Fait intéressant, l’intensité du MCHR1 ciliaire était plus forte dans le noyau paraventriculaire que dans le noyau arqué. Les intensités de MCHR1 par rapport à AC3 ont été tracées pour mesurer leur chevauchement. La majorité des cils étaient positifs pour les deux marqueurs, tandis que certains cils étaient positifs pour AC3 ou MCHR1.
Pour quantifier la colocalisation de MTHR1 dans AC3, le coefficient de chevauchement de Mander a été mesuré et il y a eu une augmentation significative du chevauchement dans le noyau paraventriculaire que dans le noyau arqué. Pour mesurer l’intensité le long des cils, la polarité des cils a été définie en utilisant Centrin2-GFP comme marqueur basal du corps. Cela a permis de distinguer la base des cils des pointes des cils positifs de cerise ARL13B-M.

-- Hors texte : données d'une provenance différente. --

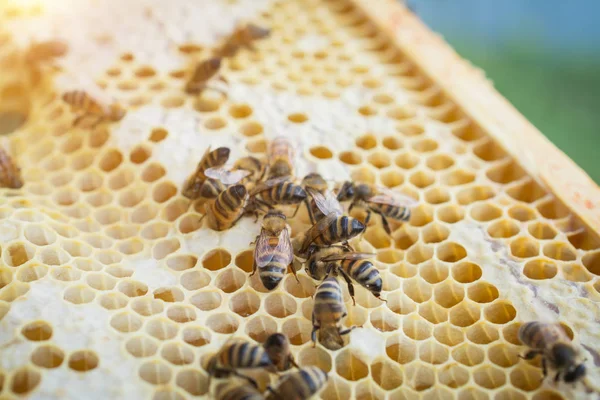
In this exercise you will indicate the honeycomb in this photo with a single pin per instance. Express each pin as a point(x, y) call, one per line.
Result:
point(110, 287)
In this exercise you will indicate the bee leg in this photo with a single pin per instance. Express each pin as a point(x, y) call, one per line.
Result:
point(291, 266)
point(386, 225)
point(350, 285)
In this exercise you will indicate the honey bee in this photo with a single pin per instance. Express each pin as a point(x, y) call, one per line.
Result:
point(277, 347)
point(238, 389)
point(218, 179)
point(203, 72)
point(83, 104)
point(280, 155)
point(299, 385)
point(552, 343)
point(327, 315)
point(10, 174)
point(314, 182)
point(254, 166)
point(380, 200)
point(273, 251)
point(277, 191)
point(242, 37)
point(331, 229)
point(45, 51)
point(227, 208)
point(350, 265)
point(210, 159)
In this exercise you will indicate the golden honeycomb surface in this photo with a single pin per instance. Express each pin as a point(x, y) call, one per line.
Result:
point(110, 287)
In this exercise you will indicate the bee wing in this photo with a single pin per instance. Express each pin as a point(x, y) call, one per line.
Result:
point(316, 230)
point(264, 251)
point(387, 196)
point(327, 203)
point(225, 176)
point(348, 256)
point(268, 184)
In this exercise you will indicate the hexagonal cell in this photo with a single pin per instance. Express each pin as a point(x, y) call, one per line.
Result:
point(155, 372)
point(453, 376)
point(222, 323)
point(464, 314)
point(524, 248)
point(559, 251)
point(540, 269)
point(500, 312)
point(141, 346)
point(419, 376)
point(83, 360)
point(474, 193)
point(489, 377)
point(503, 355)
point(24, 380)
point(484, 212)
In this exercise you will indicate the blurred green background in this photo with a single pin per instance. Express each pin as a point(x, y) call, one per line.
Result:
point(543, 55)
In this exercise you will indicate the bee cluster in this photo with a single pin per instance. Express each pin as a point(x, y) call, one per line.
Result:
point(254, 187)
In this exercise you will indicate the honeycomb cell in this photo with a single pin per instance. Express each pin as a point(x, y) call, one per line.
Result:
point(37, 331)
point(126, 322)
point(500, 313)
point(141, 346)
point(222, 323)
point(24, 380)
point(192, 381)
point(79, 294)
point(47, 356)
point(485, 212)
point(83, 360)
point(194, 280)
point(155, 372)
point(473, 194)
point(524, 248)
point(432, 352)
point(559, 251)
point(540, 269)
point(503, 355)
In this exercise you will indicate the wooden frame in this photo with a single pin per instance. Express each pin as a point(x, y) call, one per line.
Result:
point(468, 87)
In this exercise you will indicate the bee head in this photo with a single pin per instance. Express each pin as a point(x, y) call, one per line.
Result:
point(270, 282)
point(239, 191)
point(575, 374)
point(346, 191)
point(214, 63)
point(223, 154)
point(563, 354)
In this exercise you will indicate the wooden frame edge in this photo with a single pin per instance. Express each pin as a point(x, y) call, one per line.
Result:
point(468, 87)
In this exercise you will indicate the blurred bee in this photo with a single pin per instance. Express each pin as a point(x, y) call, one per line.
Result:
point(552, 343)
point(327, 315)
point(83, 104)
point(10, 174)
point(299, 385)
point(227, 208)
point(331, 229)
point(280, 155)
point(218, 179)
point(277, 347)
point(277, 191)
point(237, 389)
point(314, 182)
point(273, 251)
point(380, 200)
point(210, 159)
point(349, 265)
point(203, 72)
point(242, 37)
point(45, 51)
point(254, 166)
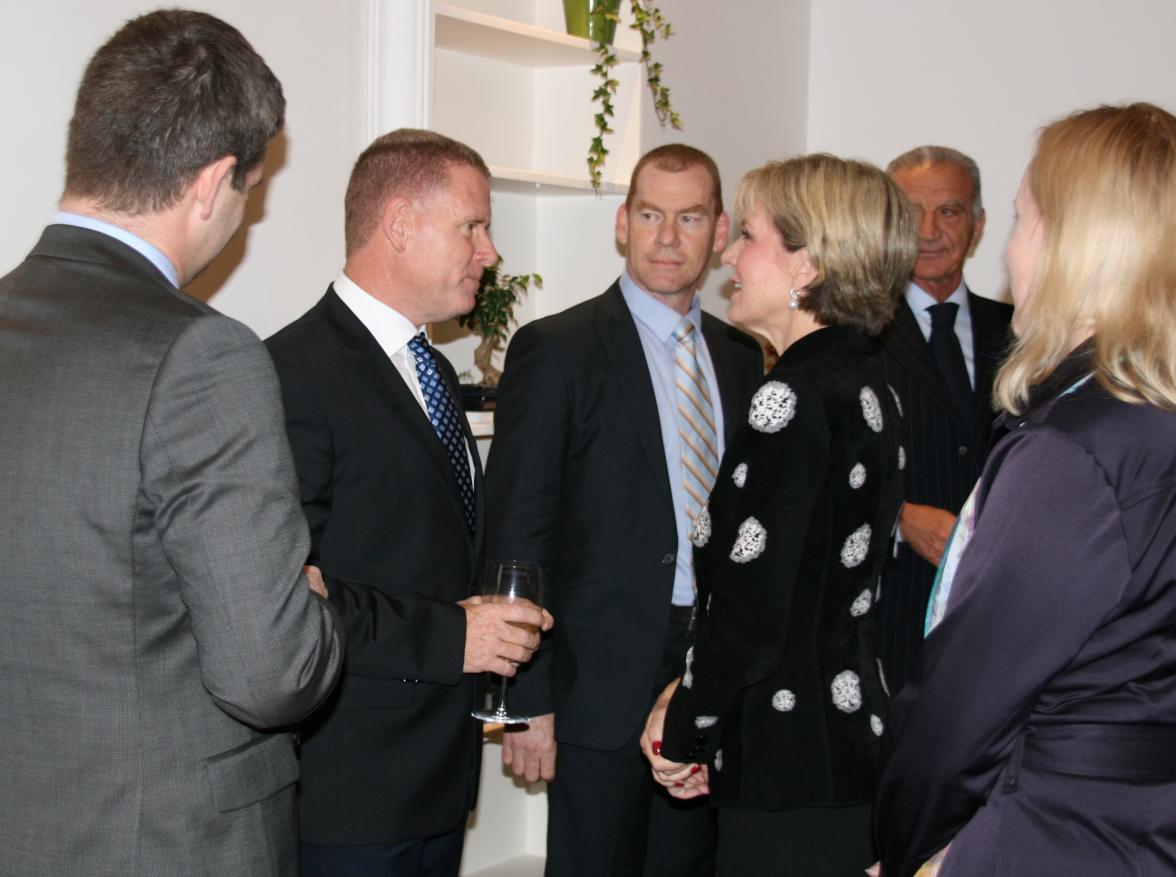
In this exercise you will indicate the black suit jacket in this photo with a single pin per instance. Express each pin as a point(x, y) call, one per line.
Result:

Des changements dans l’intensité de l’ARL13B le long de la longueur des cils ont été observés lorsque l’intensité de l’ARL13B était plus élevée à la base qu’à l’extrémité du ciliium dans le noyau arqué, vu à gauche, ainsi que le PVN, vu à droite. Lors de l’analyse des données avec cette approche, il est important de s’assurer que la qualité et la résolution de l’ensemble de données expérimentales sont cohérentes avec celles utilisées pour former l’IA. L’utilité principale de cette approche est qu’après avoir détecté les cils par l’IA, l’utilisateur peut être créatif sur les propriétés analysées en personnalisant le flux de travail d’analyse intégré dans le logiciel.